In embodiments of this application, unless otherwise specified or a logic conflict occurs, terms and/or descriptions in embodiments are consistent and may be mutually referenced, and technical features in different embodiments may be combined into a new embodiment based on an internal logical relationship between the technical features.

This application further provides a computer-readable storage medium. The computer-readable storage medium stores instructions. When the instructions are run on at least one processor, the foregoing metadynamics-based target discovery method, for example, the method in FIG. 2, is implemented.

This application further provides a computer program product. The computer program product includes computer instructions. When the computer instructions are executed by a computing device, the foregoing metadynamics-based target discovery method, for example, the method in FIG. 2, is implemented.

In embodiments of this application, the term “example”, “for example”, or the like is used to give an example, an illustration, or a description. Any embodiment or design scheme described with “example” or “for example” in this application should not be construed as being more preferred or advantageous than another embodiment or design scheme.
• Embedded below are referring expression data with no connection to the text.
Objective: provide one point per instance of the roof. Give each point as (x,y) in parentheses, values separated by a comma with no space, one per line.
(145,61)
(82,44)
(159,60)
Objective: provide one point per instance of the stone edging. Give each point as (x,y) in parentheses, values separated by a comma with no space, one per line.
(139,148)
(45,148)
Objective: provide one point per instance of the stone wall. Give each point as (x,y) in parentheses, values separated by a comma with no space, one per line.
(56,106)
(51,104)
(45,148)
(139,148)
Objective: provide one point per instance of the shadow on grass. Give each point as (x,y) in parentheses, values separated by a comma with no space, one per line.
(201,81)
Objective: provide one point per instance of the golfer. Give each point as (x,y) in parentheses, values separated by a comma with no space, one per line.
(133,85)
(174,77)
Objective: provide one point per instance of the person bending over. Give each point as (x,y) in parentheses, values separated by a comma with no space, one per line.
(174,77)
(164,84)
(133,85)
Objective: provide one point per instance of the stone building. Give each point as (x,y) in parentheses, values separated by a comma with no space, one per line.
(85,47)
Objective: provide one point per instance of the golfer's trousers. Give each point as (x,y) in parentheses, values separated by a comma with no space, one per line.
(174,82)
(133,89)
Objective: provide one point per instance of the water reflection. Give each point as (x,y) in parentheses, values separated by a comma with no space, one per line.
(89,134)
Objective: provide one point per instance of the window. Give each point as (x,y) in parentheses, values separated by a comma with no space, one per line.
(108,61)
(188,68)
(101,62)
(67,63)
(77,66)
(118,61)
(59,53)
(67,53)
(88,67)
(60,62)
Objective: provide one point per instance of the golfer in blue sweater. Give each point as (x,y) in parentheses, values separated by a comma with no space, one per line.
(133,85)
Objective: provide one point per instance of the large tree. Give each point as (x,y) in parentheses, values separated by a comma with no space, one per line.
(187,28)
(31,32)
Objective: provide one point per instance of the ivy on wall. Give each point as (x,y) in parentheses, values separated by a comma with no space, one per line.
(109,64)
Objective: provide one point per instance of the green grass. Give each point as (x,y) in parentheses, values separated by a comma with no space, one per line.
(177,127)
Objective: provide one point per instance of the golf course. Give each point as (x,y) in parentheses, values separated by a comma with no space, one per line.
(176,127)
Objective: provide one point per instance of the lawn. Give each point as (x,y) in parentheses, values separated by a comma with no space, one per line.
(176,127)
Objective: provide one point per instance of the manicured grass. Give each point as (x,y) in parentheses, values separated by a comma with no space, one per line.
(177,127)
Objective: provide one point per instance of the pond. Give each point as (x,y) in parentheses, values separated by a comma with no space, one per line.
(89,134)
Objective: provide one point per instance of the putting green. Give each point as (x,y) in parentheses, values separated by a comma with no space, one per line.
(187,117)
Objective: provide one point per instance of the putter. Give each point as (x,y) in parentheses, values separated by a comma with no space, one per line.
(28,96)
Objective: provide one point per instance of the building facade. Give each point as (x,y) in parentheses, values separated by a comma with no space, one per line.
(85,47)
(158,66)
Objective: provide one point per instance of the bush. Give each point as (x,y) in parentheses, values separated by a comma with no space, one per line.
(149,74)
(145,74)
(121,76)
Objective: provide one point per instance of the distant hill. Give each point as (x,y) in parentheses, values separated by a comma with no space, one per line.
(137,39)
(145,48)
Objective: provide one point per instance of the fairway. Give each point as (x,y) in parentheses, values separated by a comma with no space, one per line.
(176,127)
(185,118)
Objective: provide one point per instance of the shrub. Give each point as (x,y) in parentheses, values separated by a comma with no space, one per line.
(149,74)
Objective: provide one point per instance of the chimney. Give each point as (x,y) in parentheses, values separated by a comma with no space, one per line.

To be precise, the term “example”, “for example”, or the like is intended to present a related concept in a specific manner.
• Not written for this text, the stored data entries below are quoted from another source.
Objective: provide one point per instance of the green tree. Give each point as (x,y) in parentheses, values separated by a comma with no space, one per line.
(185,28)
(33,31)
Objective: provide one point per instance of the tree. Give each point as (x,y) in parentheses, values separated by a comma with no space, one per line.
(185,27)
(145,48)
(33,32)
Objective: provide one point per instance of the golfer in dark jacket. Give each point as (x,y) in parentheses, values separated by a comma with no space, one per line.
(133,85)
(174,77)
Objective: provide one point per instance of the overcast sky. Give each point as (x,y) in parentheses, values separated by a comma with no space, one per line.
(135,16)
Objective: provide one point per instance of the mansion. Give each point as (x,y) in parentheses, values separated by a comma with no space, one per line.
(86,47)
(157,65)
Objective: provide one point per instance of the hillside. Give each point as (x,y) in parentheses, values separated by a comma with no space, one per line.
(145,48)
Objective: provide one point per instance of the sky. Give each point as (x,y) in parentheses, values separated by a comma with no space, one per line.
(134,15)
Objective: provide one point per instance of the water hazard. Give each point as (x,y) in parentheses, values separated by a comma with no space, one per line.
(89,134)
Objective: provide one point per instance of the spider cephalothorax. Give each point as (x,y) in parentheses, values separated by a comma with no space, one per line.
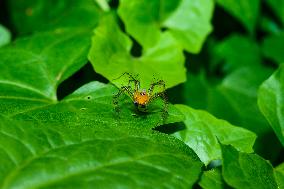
(141,97)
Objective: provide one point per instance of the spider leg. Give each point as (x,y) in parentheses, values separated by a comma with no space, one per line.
(123,89)
(159,95)
(131,79)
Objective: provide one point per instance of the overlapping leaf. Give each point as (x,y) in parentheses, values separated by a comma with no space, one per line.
(110,56)
(278,7)
(87,156)
(212,179)
(5,36)
(242,170)
(279,174)
(188,21)
(203,133)
(272,47)
(271,102)
(32,68)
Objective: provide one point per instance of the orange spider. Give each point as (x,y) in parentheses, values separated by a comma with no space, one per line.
(142,97)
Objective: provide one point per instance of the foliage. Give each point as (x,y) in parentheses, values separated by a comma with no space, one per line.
(61,63)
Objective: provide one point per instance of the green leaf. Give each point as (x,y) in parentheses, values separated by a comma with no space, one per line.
(242,170)
(278,7)
(48,58)
(203,131)
(32,68)
(5,36)
(110,56)
(272,47)
(245,11)
(37,15)
(82,156)
(279,174)
(271,102)
(212,179)
(188,21)
(92,104)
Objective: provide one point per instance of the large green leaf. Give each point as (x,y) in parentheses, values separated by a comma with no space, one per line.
(278,7)
(5,36)
(212,179)
(46,59)
(271,102)
(272,47)
(92,156)
(110,56)
(92,104)
(279,174)
(245,11)
(203,133)
(242,170)
(188,21)
(34,15)
(32,68)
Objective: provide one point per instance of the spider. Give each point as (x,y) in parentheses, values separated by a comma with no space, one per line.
(142,97)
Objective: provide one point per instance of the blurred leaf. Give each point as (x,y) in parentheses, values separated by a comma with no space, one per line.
(37,15)
(188,21)
(5,36)
(245,11)
(279,174)
(240,90)
(110,56)
(237,52)
(242,170)
(273,46)
(271,102)
(269,25)
(278,7)
(203,131)
(212,179)
(84,156)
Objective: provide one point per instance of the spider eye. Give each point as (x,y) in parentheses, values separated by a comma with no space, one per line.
(143,106)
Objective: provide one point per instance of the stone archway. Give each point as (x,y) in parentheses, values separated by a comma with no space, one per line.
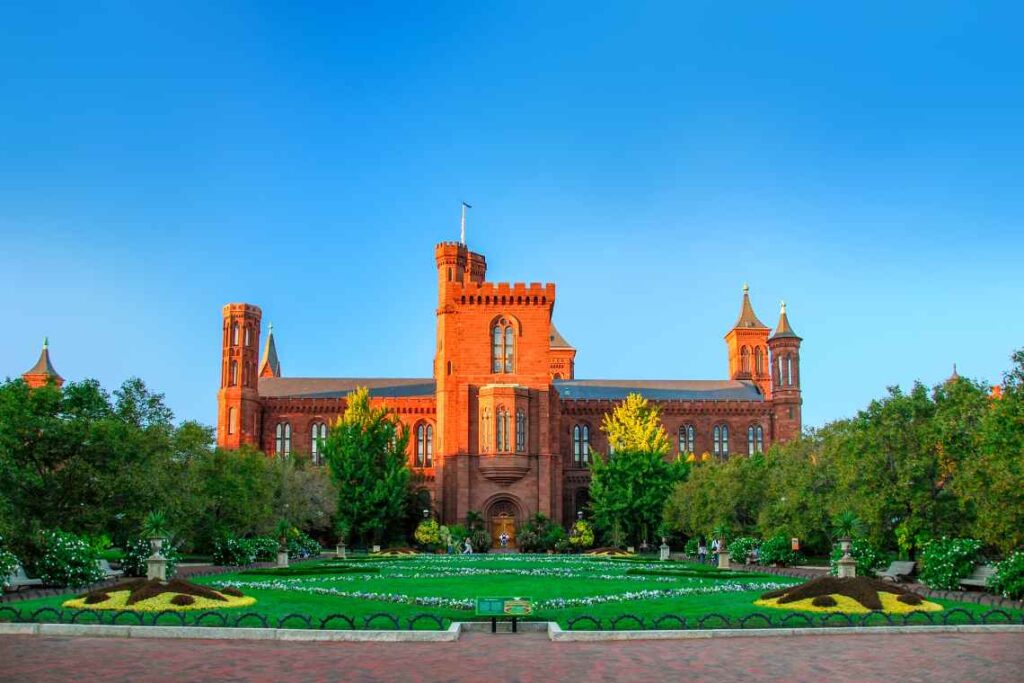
(503,514)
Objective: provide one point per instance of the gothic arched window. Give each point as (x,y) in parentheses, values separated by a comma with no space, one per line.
(581,445)
(755,439)
(502,434)
(283,439)
(424,445)
(503,346)
(721,440)
(316,437)
(687,436)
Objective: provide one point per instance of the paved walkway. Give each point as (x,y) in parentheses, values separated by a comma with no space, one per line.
(523,657)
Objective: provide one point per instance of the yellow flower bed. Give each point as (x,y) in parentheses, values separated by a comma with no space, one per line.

In embodiments of this application, “at least one” means one or more, and “a plurality of” means two or more. “At least one of the following items (pieces)” or a similar expression thereof indicates any combination of the items, including one of the items (pieces) or any combination of a plurality of the items (pieces). For example, at least one of a, b, or c may indicate a, b, c, (a and b), (a and c), (b and c), or (a, b, and c), where a, b, and c may be in a singular form or a plural form. “And/or” describes an association relationship between associated objects and indicates that three relationships may exist. For example, A and/or B may indicate the following three cases: Only A exists, both A and B exist, and only B exists, where A and B may be singular or plural. The character “/” usually indicates an “or” relationship between the associated objects.

In addition, unless otherwise specified, ordinal numbers such as “first” and “second” in embodiments of this application are intended to distinguish between a plurality of objects, but not to limit an order, a time sequence, priorities, or importance of the plurality of objects. For example, a first device and a second device are merely intended for ease of description, but do not indicate that the first device and the second device have different structures, different importance, or the like. In some embodiments, the first device and the second device may alternatively be a same device.
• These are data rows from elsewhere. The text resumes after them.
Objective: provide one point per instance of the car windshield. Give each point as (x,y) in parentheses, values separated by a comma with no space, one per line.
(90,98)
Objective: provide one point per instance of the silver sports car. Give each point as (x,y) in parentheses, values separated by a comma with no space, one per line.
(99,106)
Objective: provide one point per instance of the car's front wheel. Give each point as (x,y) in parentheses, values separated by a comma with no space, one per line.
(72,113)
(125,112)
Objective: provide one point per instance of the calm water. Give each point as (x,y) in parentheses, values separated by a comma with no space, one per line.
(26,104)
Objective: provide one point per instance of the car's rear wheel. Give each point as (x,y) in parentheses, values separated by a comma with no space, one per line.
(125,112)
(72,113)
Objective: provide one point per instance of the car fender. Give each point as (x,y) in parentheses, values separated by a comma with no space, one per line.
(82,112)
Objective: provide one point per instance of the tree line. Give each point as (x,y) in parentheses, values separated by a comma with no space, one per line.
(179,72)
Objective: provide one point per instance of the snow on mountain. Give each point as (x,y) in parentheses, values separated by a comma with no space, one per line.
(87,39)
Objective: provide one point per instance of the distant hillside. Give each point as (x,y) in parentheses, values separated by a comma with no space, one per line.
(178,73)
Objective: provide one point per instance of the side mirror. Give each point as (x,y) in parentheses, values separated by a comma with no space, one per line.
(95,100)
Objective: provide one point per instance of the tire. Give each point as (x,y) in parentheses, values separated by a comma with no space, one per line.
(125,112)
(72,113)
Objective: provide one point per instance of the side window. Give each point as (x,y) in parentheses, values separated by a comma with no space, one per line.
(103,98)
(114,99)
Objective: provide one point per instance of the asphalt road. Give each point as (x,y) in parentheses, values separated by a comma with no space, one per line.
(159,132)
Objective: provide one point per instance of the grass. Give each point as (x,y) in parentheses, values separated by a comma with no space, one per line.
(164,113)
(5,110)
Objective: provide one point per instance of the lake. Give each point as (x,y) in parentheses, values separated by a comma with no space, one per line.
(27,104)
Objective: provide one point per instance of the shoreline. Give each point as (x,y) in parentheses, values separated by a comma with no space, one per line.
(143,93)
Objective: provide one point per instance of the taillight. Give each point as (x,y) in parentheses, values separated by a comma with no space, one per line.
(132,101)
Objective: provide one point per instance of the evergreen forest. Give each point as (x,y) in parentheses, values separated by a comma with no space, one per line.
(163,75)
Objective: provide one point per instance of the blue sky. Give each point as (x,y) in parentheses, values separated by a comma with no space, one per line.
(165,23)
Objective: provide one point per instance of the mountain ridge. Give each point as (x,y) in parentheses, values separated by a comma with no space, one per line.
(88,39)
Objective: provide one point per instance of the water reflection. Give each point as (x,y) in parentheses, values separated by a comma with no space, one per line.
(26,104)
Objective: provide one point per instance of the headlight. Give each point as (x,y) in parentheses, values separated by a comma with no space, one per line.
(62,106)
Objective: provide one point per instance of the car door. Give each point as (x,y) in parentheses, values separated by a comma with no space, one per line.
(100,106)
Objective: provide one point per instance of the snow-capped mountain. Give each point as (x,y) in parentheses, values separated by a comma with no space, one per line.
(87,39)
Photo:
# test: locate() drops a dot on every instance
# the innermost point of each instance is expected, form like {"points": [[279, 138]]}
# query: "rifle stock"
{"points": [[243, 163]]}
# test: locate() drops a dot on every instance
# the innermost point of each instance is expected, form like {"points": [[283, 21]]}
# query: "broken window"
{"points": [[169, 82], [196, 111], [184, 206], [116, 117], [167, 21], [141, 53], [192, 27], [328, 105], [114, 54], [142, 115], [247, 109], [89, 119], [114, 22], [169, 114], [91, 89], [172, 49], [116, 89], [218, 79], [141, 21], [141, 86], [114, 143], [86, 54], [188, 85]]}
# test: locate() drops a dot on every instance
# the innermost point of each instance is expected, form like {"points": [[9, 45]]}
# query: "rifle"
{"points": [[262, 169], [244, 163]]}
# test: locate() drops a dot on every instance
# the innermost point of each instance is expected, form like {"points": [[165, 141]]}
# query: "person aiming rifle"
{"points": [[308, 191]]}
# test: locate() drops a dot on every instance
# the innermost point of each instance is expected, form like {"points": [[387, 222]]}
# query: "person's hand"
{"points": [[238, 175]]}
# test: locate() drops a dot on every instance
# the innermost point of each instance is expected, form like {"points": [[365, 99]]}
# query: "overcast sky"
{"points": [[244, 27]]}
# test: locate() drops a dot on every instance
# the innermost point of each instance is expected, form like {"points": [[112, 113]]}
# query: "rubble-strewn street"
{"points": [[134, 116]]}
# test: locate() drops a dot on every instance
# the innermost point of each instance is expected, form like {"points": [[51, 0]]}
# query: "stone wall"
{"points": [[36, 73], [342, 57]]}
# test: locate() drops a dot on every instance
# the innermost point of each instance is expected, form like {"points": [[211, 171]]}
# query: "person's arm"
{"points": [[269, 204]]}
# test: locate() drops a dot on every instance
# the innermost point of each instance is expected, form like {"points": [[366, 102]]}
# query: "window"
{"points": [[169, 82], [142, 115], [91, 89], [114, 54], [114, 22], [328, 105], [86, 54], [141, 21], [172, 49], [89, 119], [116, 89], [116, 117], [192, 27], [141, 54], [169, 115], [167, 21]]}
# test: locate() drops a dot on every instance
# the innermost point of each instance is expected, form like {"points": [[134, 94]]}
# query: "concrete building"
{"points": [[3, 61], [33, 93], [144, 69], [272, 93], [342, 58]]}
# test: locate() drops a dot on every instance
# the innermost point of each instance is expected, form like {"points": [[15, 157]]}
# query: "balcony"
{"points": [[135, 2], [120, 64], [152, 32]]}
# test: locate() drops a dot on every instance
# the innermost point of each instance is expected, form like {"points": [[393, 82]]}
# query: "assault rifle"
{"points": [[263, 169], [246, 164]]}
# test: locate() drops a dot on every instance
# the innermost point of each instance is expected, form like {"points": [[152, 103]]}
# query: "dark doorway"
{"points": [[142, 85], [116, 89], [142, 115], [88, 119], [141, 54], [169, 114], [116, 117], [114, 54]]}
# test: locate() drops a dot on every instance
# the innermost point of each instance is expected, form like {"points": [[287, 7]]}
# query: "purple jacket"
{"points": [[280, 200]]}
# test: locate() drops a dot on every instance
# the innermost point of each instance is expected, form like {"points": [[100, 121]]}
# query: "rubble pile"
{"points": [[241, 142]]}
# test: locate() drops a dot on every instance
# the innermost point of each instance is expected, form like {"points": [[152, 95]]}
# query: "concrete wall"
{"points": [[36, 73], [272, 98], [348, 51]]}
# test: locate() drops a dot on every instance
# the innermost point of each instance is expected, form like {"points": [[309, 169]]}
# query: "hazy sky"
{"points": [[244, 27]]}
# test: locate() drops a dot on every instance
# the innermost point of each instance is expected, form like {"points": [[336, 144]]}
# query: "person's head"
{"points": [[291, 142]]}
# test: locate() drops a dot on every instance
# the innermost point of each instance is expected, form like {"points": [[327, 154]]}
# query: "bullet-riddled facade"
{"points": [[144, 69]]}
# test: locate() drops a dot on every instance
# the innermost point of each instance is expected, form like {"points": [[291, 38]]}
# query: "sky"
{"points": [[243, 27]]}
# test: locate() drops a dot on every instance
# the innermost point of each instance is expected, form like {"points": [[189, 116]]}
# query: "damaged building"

Based on the context, the term “when” used in the foregoing embodiments may be interpreted as “if”, “after”, “in response to determining”, or “in response to detecting”. The foregoing descriptions are merely optional embodiments of this application, but are not intended to limit this application. Any modification, equivalent replacement, improvement, or the like made within the concept and principle of this application shall fall within the protection scope of this application.

A person of ordinary skill in the art can understand that all or some of the steps in the foregoing embodiments may be implemented by hardware or by a program instructing related hardware. The program may be stored in a computer-readable storage medium. The storage medium may be a read-only memory, a magnetic disk, a compact disc, or the like.

The foregoing descriptions are merely implementations of this application, but are not intended to limit the protection scope of this application. Any variation or replacement readily figured out by a person skilled in the art within the technical scope disclosed in this application shall fall within the protection scope of this application. Therefore, the protection scope of this application shall be subject to the protection scope of the claims.